In a previous column, we looked at the early-war B-24 Liberators that embraced a large glazed nosepiece with plenty of visibility for the bombardier and, perhaps naively, insufficient defensive firepower to discourage head-on attacks by fighters.
Japanese and German fighter pilots made head-on attacks with closing speeds sometimes exceeding 500 miles per hour. Eventually, production B-24s would feature a manned nose turret with rapid powered movement, two .50-caliber machine guns, and a sophisticated optical gunsight, but in early 1943 the first B-24 nose turret configuration was a successful cut-and-try experiment with existing greenhouse B-24Ds.
Credit for the design goes to Lt. Col. Marion Unruh of the 5th Bomb Group, an early Pacific user of Liberator bombers. He foresaw relocating the B-24D’s powered tailgun turret into the upper part of the nose. The idea offered several viable solutions simultaneously. It reallocated weight for a better overall weight-and-balance configuration for the B-24D. It gave the B-24 better forward firepower. And in the tail position, where enemy attacks did not have the rapid closing speed of frontal assaults, an open-air lightweight tailgun placement with a pair of .50-caliber guns on a simple post proved sufficient for defense.
The Hawaiian Air Depot undertook conversion of more than 200 greenhouse B-24Ds that received distinctive nose turret modifications for use in combat.

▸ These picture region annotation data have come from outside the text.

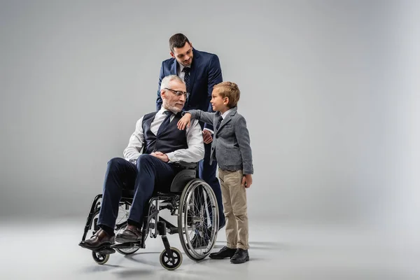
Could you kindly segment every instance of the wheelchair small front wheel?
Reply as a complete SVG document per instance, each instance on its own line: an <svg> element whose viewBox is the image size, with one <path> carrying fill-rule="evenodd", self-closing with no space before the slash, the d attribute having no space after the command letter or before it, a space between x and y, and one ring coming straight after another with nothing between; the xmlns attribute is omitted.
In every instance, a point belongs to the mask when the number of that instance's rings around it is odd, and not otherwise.
<svg viewBox="0 0 420 280"><path fill-rule="evenodd" d="M108 260L109 260L109 255L104 254L104 253L99 253L99 252L92 251L92 256L93 257L93 260L98 265L104 265L104 264L106 263Z"/></svg>
<svg viewBox="0 0 420 280"><path fill-rule="evenodd" d="M182 263L182 254L176 248L171 247L172 257L170 257L166 249L160 253L160 264L168 270L174 270Z"/></svg>

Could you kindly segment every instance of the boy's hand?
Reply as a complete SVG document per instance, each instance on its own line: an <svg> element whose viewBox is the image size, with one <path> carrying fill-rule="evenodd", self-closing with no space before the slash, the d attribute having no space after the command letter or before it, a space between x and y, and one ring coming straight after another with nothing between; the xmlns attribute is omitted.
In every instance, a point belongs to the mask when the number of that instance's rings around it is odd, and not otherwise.
<svg viewBox="0 0 420 280"><path fill-rule="evenodd" d="M211 136L211 132L207 130L203 130L203 140L204 143L208 144L213 141L213 137Z"/></svg>
<svg viewBox="0 0 420 280"><path fill-rule="evenodd" d="M246 188L251 187L252 185L252 175L251 174L245 174L244 177L242 177L242 186Z"/></svg>
<svg viewBox="0 0 420 280"><path fill-rule="evenodd" d="M190 113L186 113L186 114L178 121L178 129L179 130L183 130L187 127L190 127L191 123L191 114Z"/></svg>

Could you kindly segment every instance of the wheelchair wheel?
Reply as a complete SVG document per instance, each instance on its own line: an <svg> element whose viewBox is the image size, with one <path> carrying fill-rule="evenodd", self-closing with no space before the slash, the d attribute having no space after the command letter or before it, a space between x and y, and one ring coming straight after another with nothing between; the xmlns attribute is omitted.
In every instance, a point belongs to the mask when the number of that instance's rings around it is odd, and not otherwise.
<svg viewBox="0 0 420 280"><path fill-rule="evenodd" d="M186 254L200 260L210 254L218 230L216 195L206 182L190 181L184 188L178 210L179 239Z"/></svg>
<svg viewBox="0 0 420 280"><path fill-rule="evenodd" d="M104 265L109 260L109 255L99 252L92 251L92 256L98 265Z"/></svg>
<svg viewBox="0 0 420 280"><path fill-rule="evenodd" d="M163 250L160 253L160 264L168 270L174 270L182 263L182 254L174 247L171 247L171 252L174 258L169 257L166 250Z"/></svg>

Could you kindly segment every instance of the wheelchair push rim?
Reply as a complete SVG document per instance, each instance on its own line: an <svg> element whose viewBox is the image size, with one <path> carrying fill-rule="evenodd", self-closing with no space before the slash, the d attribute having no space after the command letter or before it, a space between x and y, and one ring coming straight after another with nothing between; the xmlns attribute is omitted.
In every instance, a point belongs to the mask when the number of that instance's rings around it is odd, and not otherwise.
<svg viewBox="0 0 420 280"><path fill-rule="evenodd" d="M194 179L185 187L178 211L179 239L186 254L200 260L210 254L218 230L217 200L209 184Z"/></svg>

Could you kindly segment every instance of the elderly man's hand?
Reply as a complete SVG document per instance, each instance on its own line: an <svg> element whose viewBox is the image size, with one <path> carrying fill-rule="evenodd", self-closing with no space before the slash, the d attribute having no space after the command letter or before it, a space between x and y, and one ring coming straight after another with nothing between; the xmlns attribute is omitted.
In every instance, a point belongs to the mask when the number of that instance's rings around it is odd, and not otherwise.
<svg viewBox="0 0 420 280"><path fill-rule="evenodd" d="M211 132L207 130L203 130L203 140L204 143L208 144L213 141L213 137L211 136Z"/></svg>
<svg viewBox="0 0 420 280"><path fill-rule="evenodd" d="M166 153L163 153L162 152L153 152L153 153L150 153L150 155L156 157L164 162L167 162L169 161L169 158L166 155Z"/></svg>

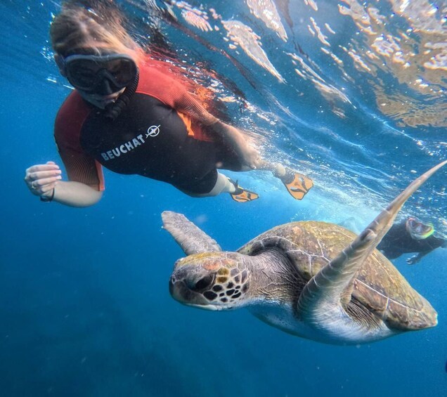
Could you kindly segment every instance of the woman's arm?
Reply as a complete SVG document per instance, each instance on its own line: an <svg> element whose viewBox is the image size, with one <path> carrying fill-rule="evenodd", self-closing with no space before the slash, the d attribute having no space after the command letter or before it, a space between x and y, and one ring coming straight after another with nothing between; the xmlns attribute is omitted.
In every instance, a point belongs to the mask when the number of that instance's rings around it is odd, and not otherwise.
<svg viewBox="0 0 447 397"><path fill-rule="evenodd" d="M213 116L183 86L176 84L174 86L176 89L176 96L172 96L175 98L174 109L200 122L212 134L217 134L240 156L245 170L257 168L259 154L257 149L248 144L242 132Z"/></svg>
<svg viewBox="0 0 447 397"><path fill-rule="evenodd" d="M251 146L239 129L220 120L207 126L207 129L219 134L239 155L247 169L255 169L259 165L259 153Z"/></svg>
<svg viewBox="0 0 447 397"><path fill-rule="evenodd" d="M44 201L56 201L70 207L89 207L96 204L103 196L102 192L84 183L60 181L60 174L58 164L48 162L28 168L25 182L30 191Z"/></svg>

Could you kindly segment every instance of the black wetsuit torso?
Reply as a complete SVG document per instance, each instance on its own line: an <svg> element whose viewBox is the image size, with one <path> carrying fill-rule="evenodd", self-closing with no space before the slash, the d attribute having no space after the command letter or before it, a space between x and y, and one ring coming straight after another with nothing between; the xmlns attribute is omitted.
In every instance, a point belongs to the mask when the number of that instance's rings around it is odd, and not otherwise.
<svg viewBox="0 0 447 397"><path fill-rule="evenodd" d="M177 112L157 98L135 93L113 122L93 110L80 135L83 150L107 169L168 182L196 193L209 193L216 167L238 170L235 155L215 142L188 136Z"/></svg>
<svg viewBox="0 0 447 397"><path fill-rule="evenodd" d="M424 240L415 240L407 231L406 223L396 223L377 246L389 259L398 258L402 254L410 252L428 253L439 247L442 247L446 240L431 235Z"/></svg>

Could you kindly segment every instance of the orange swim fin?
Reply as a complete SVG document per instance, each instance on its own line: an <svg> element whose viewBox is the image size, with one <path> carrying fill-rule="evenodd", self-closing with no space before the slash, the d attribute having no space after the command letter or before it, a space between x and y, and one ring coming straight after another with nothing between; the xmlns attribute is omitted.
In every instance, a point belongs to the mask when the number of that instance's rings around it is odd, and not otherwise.
<svg viewBox="0 0 447 397"><path fill-rule="evenodd" d="M229 178L228 181L234 185L234 187L236 189L233 193L230 193L231 198L233 200L237 201L238 202L245 202L247 201L252 201L259 197L259 195L257 193L241 188L238 183L238 181L235 182Z"/></svg>
<svg viewBox="0 0 447 397"><path fill-rule="evenodd" d="M302 200L313 186L310 178L293 171L287 171L284 176L279 178L295 200Z"/></svg>

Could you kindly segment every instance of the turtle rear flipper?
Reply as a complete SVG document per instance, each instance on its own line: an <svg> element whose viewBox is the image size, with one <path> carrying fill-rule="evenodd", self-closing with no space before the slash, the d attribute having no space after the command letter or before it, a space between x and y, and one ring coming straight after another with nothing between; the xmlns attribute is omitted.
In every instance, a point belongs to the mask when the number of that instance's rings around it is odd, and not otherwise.
<svg viewBox="0 0 447 397"><path fill-rule="evenodd" d="M180 245L186 255L201 252L221 251L215 240L197 228L184 215L164 211L162 213L163 228L166 229Z"/></svg>
<svg viewBox="0 0 447 397"><path fill-rule="evenodd" d="M427 179L446 164L447 161L441 162L410 183L351 245L309 281L297 303L301 315L319 324L320 327L332 326L331 309L344 311L343 305L351 300L358 271L391 228L401 207ZM387 297L376 302L377 307L372 308L395 328L416 330L433 327L437 323L436 313L425 299L420 298L418 304L426 308L425 315L417 315L412 308ZM328 315L323 320L325 311Z"/></svg>

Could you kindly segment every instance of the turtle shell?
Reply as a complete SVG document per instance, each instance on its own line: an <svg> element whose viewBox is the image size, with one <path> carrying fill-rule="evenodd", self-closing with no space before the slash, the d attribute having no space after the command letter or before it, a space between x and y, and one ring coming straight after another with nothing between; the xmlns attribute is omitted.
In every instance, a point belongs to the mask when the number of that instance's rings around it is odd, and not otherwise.
<svg viewBox="0 0 447 397"><path fill-rule="evenodd" d="M262 233L238 252L254 256L267 249L277 249L307 282L355 237L350 230L333 223L293 222ZM437 323L430 304L377 249L366 259L354 280L353 300L397 330L419 330Z"/></svg>

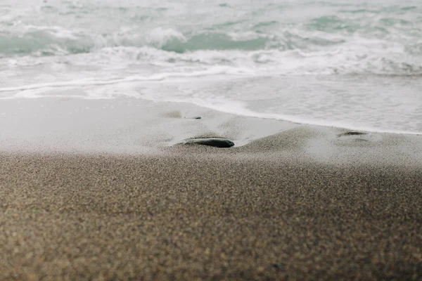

And at the Oklahoma City Air Depot, hands-on designers and mechanics rendered their own version of a B-24D with a nose turret, differing from the Hawaiian product by deepening the chin area to give the bombardier more room and side windows for situational awareness.


Consolidated Aircraft in San Diego and Ford Motor Co. in Willow Run, Michigan, wrestled with the best way to give future B-24 Liberators a nose turret on the production line. Although several iterations and modifications of the Consolidated tail turret would find their way into Consolidated’s early factory-built Liberators with nose turrets, Ford mastered the use of the new Emerson Electric turret, once intended as a B-24 tail turret, and now embraced as the optimal and available nose turret of choice for B-24s. The Emerson’s electric motors were said to give the gunner quicker responses when tracking an enemy aircraft.
The rush to produce nose-turreted B-24s gave Ford the honor of delivering the first Liberator so equipped from the factory on the last day of June 1943. It was a new Ford B-24H.

Even as depot-level rebuilding of B-24Ds to incorporate nose turrets began earlier that year, the manufacturers understood the need to introduce nose turrets for all future production Liberators. The threat from enemy fighters was real and the duration of the war was still an unknown date somewhere in the future.
Consolidated in San Diego and Ford in Willow Run adapted Liberators with nose turrets in 1943. The results gave a distinct look to the noses of Ford-built B-24s, different from that of Consolidated products. Both styles endured through the end of B-24 production in 1945.

Unlike the underslung chin turret that gave the B-17G frontal protection, nose turrets on B-24s added one more hump to inhibit forward visibility for Liberator pilots.

While the Army Air Forces (AAF) converted B-24Ds to accept nose turrets, the Navy took its own perspective on the problem of forward armament, and added the round Erco bow turret. (Yes, it’s the Navy, so it was a bow turret, not a nose turret!)

As 1943 roared into 1944 and 1945 before war’s end, the AAF grappled with issues of visibility, for pilots as well as bombardiers, brought about by the placement of vital nose turrets. The ultimate answer, conceived and applied to only eight single-tail B-24N models by Ford, was a new style of Emerson ball turret fitted into a nose that had many glazed panels.

That cleaner nose job was slated for incorporation on a production run of more than 5,000 B-24Ns, but the end of the war axed the contract in 1945.
And remember Marion Unruh, who helped pioneer the use of power turrets in the noses of B-24s? He went on to be a well-known, well-liked, aircraft homebuilder in Kansas. Unruh died in the crash of one of his aircraft in April 1968.


Thanks Fred for the article on B-24 nose turrets. My dad worked on B-24’s at the San Diego plant early in the war. He then joined and flew combat missions as a Navigator in B-24’s in Europe. He didn’t speak a lot about the war, but every-time he saw a B-24 he said he much preferred the H models when he was flying in combat. I think he felt it gave him the best chance to make it home.